学問的なデータを得た後は、例えば、ナショナルプロジェクトのようなもので、どういうものをどういうふうに摂ればいいのか、というような実践の方法を提示していかなければいけないと思っています。
そうした学問体系を作るために、ゲノム情報を使います。
食品の中の因子が生体に有効性があるとしたら何故だろう、というのを、皆さん細胞にふりかけてということでみているのですが、私共はこれをラットやマウスや牛に食べさせてみて遺伝子の変化を計測するという方法で行います。
まず、哺乳類で人間に非常によく似ているラットとかマウスとかそういったものを使ってある程度の結果が出ましたら、今度は人間の尿、唾液、血液、頭髪、皮膚でみれるかもしれません。ともかく動物でもう一回、何故効いているのかというところをみましょうということでやっています。
編集部 :今後、企業が参画した場合、どのような手順で行われますか。
阿部:私共は産学コンソシアムのような形でやっています。企業の方々にはオリジナルの素材をもってきていただき、それを上述の方法で解析します。もちろんこちらで研究していただいても結構です。主体的に企業の方々にオリジナルの商品で実験をしていただき、そのデータを元にディスカッションしましょうということです。
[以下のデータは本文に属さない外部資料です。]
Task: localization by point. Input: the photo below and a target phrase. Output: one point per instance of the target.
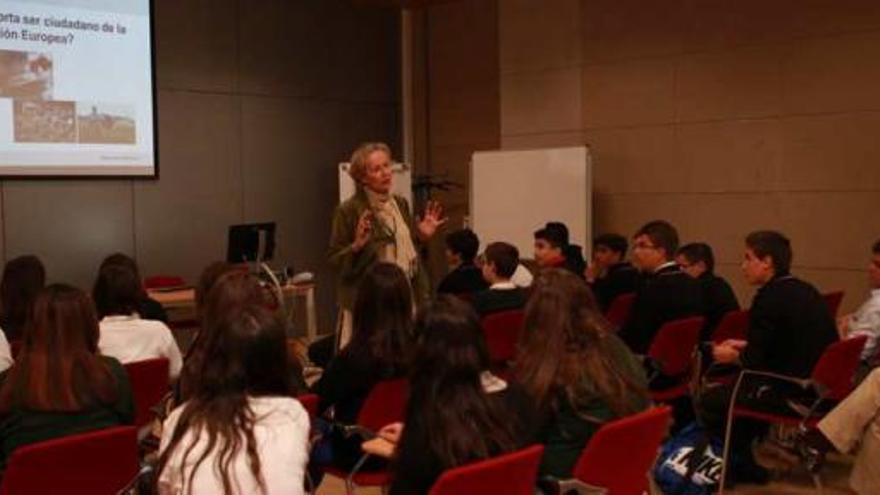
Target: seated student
(552, 249)
(852, 426)
(124, 334)
(574, 368)
(23, 278)
(698, 261)
(499, 264)
(379, 348)
(789, 328)
(666, 293)
(60, 385)
(240, 431)
(458, 412)
(609, 274)
(464, 277)
(148, 308)
(222, 286)
(866, 320)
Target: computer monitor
(251, 242)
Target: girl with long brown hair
(59, 384)
(380, 345)
(458, 412)
(240, 432)
(578, 372)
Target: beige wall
(721, 116)
(459, 57)
(258, 101)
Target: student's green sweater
(566, 432)
(21, 427)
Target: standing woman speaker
(375, 226)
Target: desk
(180, 304)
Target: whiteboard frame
(523, 237)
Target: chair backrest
(511, 474)
(502, 331)
(674, 345)
(733, 325)
(836, 369)
(163, 282)
(385, 404)
(102, 461)
(833, 300)
(310, 403)
(149, 383)
(620, 308)
(620, 454)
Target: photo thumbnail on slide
(77, 93)
(25, 75)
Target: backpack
(690, 463)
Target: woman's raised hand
(431, 221)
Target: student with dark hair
(458, 412)
(789, 328)
(609, 274)
(240, 431)
(60, 384)
(574, 368)
(124, 334)
(866, 319)
(23, 278)
(698, 261)
(464, 277)
(665, 293)
(148, 308)
(221, 286)
(553, 249)
(381, 341)
(500, 260)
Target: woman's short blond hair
(358, 164)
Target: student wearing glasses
(665, 292)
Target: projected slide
(76, 88)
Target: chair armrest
(363, 432)
(555, 486)
(804, 383)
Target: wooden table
(180, 304)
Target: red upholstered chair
(511, 474)
(620, 309)
(385, 404)
(149, 383)
(163, 282)
(618, 458)
(310, 403)
(733, 325)
(502, 332)
(98, 462)
(833, 300)
(672, 353)
(832, 379)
その場合、全ゲノムがのったチップを使い、これで食品の機能を計測します。
トクホの次の大きな市場が期待
企業の方々は食品の機能性をいろいろ研究してトクホをとっています。が、次世代、次々世代の機能性食品というのが大きな市場としてあるわけです。
だとしたら次は開発のスクリーニングの方法です。今までは何処かで原料を見つけてきて、疫学的に良いらしいということで、例えば、沖縄の人は長生きをするのはなぜだろうと、沖縄にある野菜を全て調べようという方々もいれば、豚がいいんじゃないかということで豚を、あるいはミネラルが良いということで海藻をやっていました。
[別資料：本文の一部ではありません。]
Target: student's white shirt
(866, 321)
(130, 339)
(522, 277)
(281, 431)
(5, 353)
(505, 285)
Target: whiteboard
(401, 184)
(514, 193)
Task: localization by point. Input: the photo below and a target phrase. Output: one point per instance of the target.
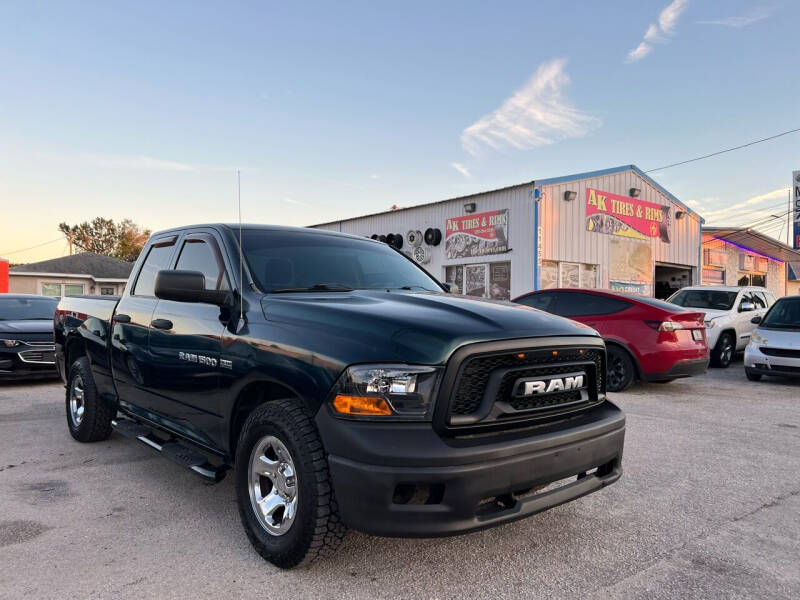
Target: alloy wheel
(273, 485)
(615, 372)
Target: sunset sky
(334, 109)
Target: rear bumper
(427, 486)
(682, 368)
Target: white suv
(729, 310)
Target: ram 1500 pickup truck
(342, 384)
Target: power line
(32, 247)
(683, 162)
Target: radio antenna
(241, 254)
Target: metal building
(615, 228)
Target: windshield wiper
(317, 287)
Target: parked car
(26, 336)
(774, 347)
(646, 339)
(729, 312)
(342, 384)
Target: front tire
(722, 354)
(619, 370)
(283, 487)
(752, 375)
(88, 416)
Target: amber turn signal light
(361, 405)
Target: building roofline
(535, 183)
(69, 276)
(611, 171)
(404, 208)
(790, 254)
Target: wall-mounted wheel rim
(726, 350)
(273, 485)
(616, 373)
(77, 401)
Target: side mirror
(451, 288)
(746, 307)
(188, 286)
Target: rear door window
(760, 300)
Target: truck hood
(9, 328)
(414, 327)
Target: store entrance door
(670, 278)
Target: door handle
(161, 323)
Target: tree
(123, 240)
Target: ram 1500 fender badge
(198, 358)
(529, 386)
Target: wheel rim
(615, 371)
(77, 404)
(273, 485)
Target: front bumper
(405, 480)
(27, 362)
(756, 361)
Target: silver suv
(729, 312)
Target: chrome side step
(172, 449)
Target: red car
(646, 339)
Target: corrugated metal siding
(518, 201)
(565, 237)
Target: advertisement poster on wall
(796, 208)
(626, 217)
(477, 235)
(630, 266)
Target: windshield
(784, 314)
(711, 299)
(22, 309)
(292, 260)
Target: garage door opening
(670, 278)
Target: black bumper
(682, 368)
(405, 480)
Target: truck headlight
(394, 392)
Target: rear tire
(752, 375)
(722, 354)
(88, 415)
(619, 370)
(280, 461)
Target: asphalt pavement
(707, 507)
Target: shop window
(568, 275)
(51, 289)
(758, 279)
(713, 277)
(483, 280)
(62, 289)
(715, 258)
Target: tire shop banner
(477, 235)
(625, 216)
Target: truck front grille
(484, 389)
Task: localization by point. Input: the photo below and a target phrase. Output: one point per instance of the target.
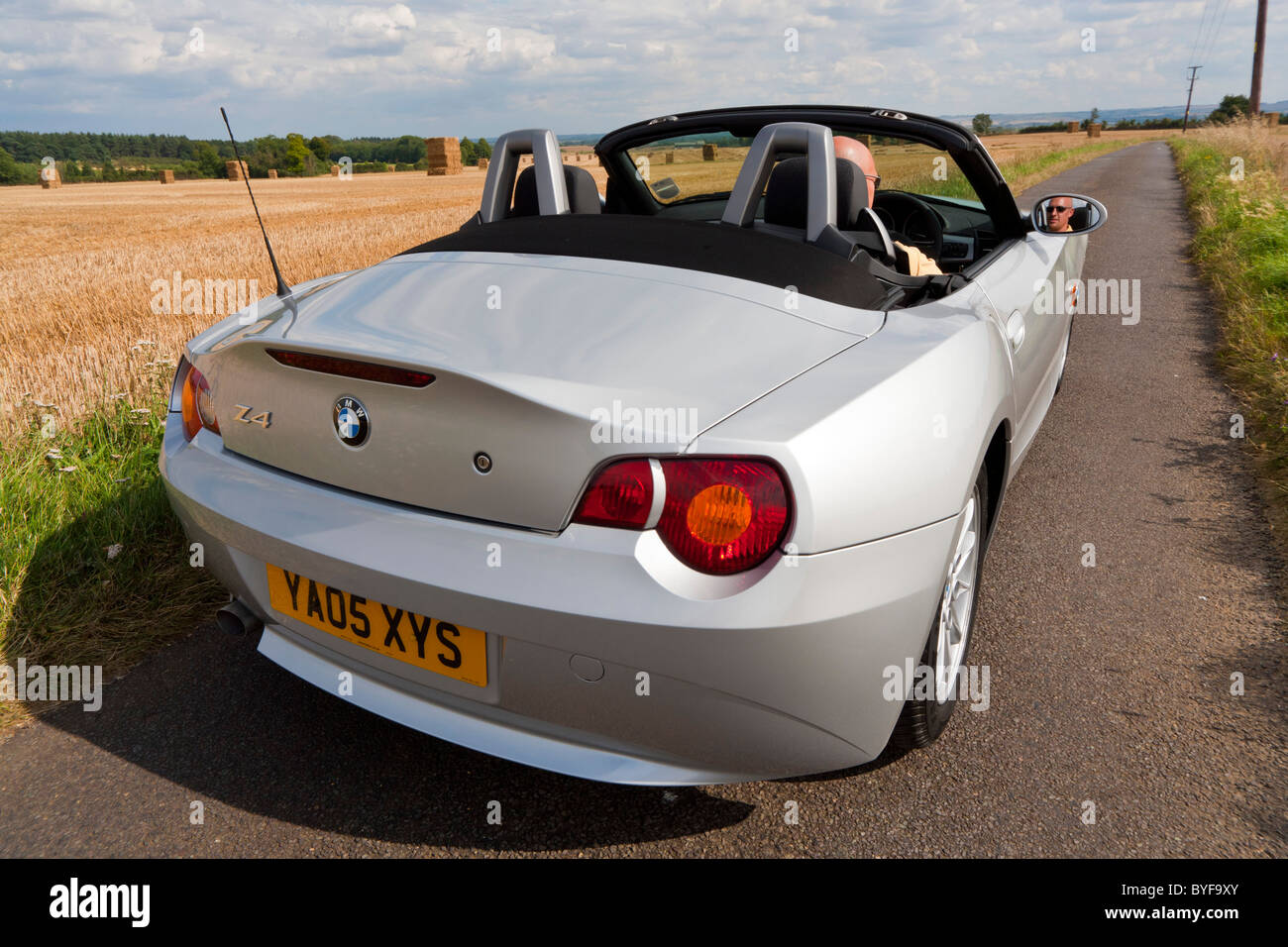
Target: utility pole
(1257, 51)
(1194, 71)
ただ、それをどう評価するかということです。その中の成分が、例えば100成分あったとして、どの系統で自分達はやっていくかということです。豚でも、蛋白なのか、脂肪なのかということです。その時にヒト試験をボランティアを募ってやろうとすると大変な労力を要します。
スクリーニングから最終的なところまで何らかの評価系が皆さん欲しいわけです。私共では、このチップで遺伝子情報を使うことによって数値化すれば、きちっとした学問になると考えています。
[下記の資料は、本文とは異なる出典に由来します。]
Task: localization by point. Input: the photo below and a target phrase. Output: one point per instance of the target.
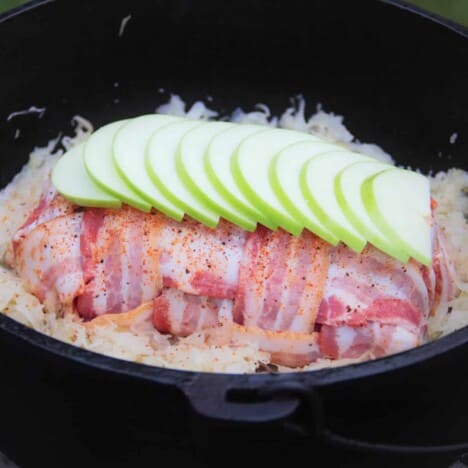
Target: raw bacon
(297, 298)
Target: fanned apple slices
(249, 175)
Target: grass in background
(455, 10)
(6, 5)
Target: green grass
(455, 10)
(6, 5)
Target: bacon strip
(281, 281)
(183, 314)
(48, 260)
(294, 297)
(120, 261)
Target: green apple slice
(190, 161)
(399, 203)
(284, 173)
(161, 165)
(70, 179)
(249, 167)
(317, 181)
(99, 163)
(218, 170)
(348, 186)
(130, 154)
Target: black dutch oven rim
(206, 391)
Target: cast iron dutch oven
(400, 80)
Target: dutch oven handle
(279, 401)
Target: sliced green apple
(99, 163)
(130, 143)
(399, 203)
(348, 184)
(190, 166)
(218, 170)
(284, 171)
(70, 178)
(249, 167)
(317, 181)
(161, 166)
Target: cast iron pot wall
(399, 80)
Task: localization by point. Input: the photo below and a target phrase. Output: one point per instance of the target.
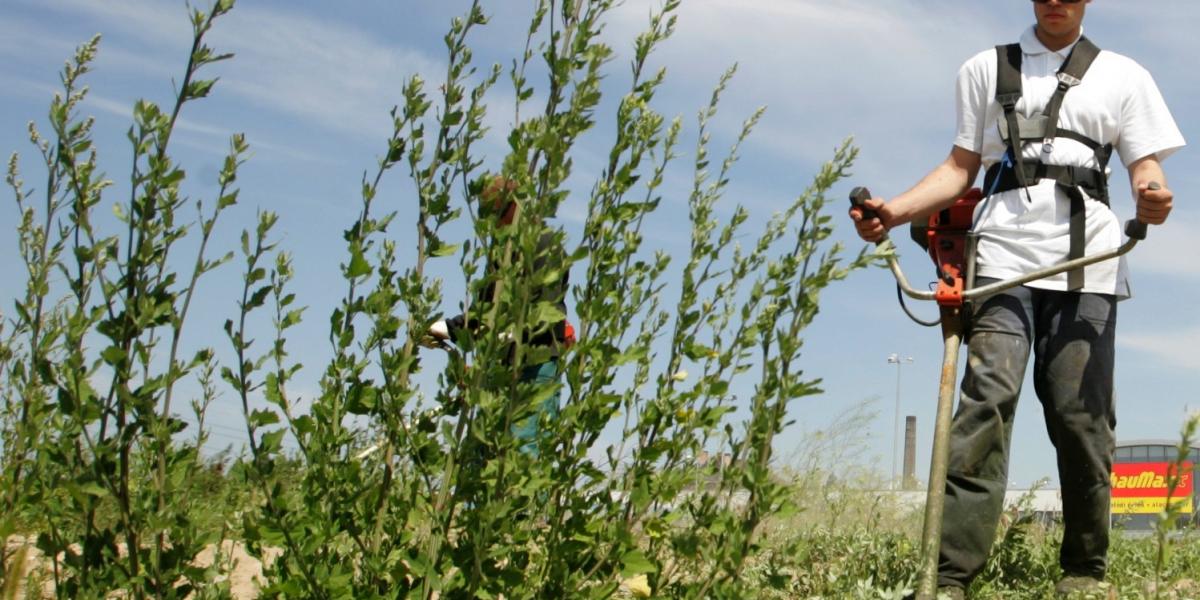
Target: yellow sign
(1149, 505)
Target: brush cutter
(947, 237)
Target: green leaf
(444, 250)
(549, 312)
(359, 265)
(635, 563)
(199, 88)
(262, 418)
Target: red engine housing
(945, 237)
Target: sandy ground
(244, 571)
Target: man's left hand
(1153, 205)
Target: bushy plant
(93, 453)
(436, 498)
(403, 491)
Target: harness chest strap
(1015, 130)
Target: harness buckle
(1008, 100)
(1068, 81)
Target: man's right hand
(875, 228)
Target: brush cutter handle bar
(1134, 229)
(858, 197)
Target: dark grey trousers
(1072, 337)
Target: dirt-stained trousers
(1072, 337)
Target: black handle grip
(858, 197)
(1137, 229)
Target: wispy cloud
(319, 72)
(1175, 348)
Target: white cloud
(322, 72)
(1169, 250)
(1175, 348)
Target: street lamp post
(898, 360)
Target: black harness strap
(1008, 93)
(1069, 76)
(1068, 179)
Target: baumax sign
(1141, 487)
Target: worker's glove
(437, 336)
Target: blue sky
(313, 82)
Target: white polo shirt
(1117, 102)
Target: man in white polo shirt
(1042, 118)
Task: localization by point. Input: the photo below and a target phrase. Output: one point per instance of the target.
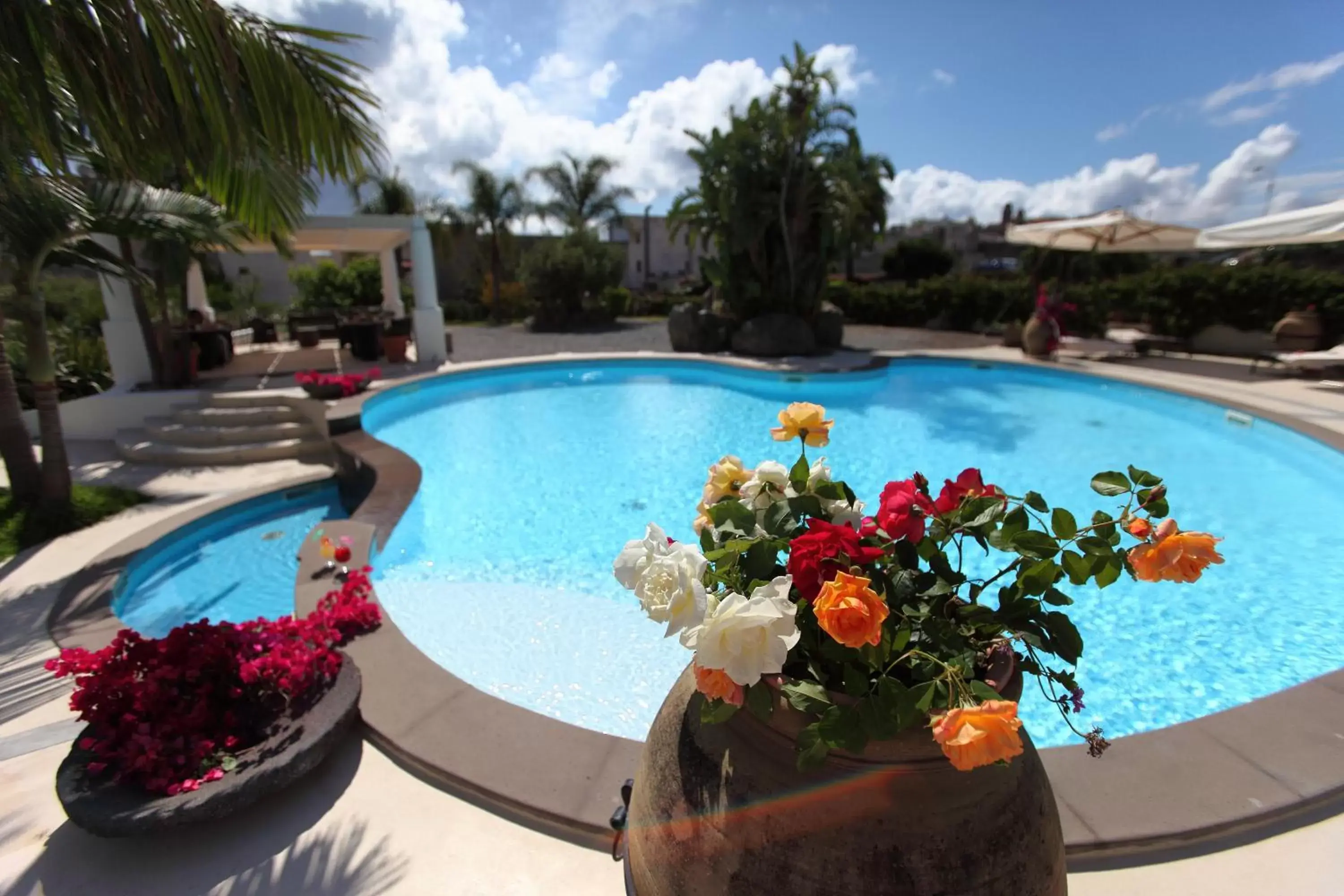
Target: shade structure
(1111, 232)
(1315, 225)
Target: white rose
(671, 589)
(769, 481)
(748, 637)
(639, 554)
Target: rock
(691, 328)
(828, 327)
(775, 336)
(292, 751)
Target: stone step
(139, 445)
(163, 429)
(248, 416)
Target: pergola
(381, 234)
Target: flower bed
(869, 624)
(334, 386)
(172, 715)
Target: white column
(431, 345)
(197, 295)
(127, 351)
(392, 284)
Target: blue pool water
(230, 566)
(535, 477)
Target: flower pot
(722, 809)
(1299, 332)
(1038, 338)
(394, 349)
(293, 749)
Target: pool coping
(1198, 786)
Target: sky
(1191, 112)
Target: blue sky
(1180, 111)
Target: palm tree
(580, 194)
(47, 221)
(492, 207)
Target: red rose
(968, 485)
(820, 552)
(902, 511)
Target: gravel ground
(486, 343)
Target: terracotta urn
(1299, 332)
(724, 809)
私共の評価系を用いて、5年以内にそれを出したいというのが現在一緒に研究している企業の方々の目標です。
編集部 :企業の参加ニーズは大変なものがあると思いますが。
阿部:問い合わせが殺到していますが、一つの実験に半年くらいかかります。ですから、半年、1年くらい待ってくださいとお願いしているような状況です。まずイルシー(日本国際生命科学協会)に加盟していただいて、それから私共のところに来ていただくということでお願いしています。
多くの企業がいろいろな方向から、例えば、血糖値だけでも1社だけでなく5社くらいが、たんぱく質でも、糖でも、脂質でも効くといったオリジナルの商品を開発していらっしゃいますが、そこで、こういった遺伝子が効いているらしいという基礎知見を共有できますと、使用するチップも共同購入できますので、値段もかなり割安になると思います。
編集部 :予防医療の意識が高まっています。中でも、「食」の機能性に関心が集っていますが、同時に安全性についても敏感になっていますね。
阿部:安全性については、「これは安全ですよ」という最終結論はこの方法では言えません。ただ、危険な場合は、身体の神経系がSOSを出した時には、こういった遺伝子の発現があります、というようなことがわかってきています。遺伝子サイドから見た毒性チェックについても、当然知っておくことは大切です。
編集部 :米国では遺伝子解析による創薬が盛んですが、食品開発への取り組みについては。
阿部:創薬ということに関してはものすごく熱心ですが、食品についてはまだそういうことをやっていないようです。
食べ物というのはプラス面とマイナス面の両方があります。いろいろなものの負のリスクを取らないような食べ方をしなければいけません。
ちゃんとしたデータをとろうと思うと10年かかります。環境の良くない土地でできた物は食べてはいけないといいますが、何故かという答えがありませんでした。そのために数値化したデータを短期間で出すのがまず第一と思っています。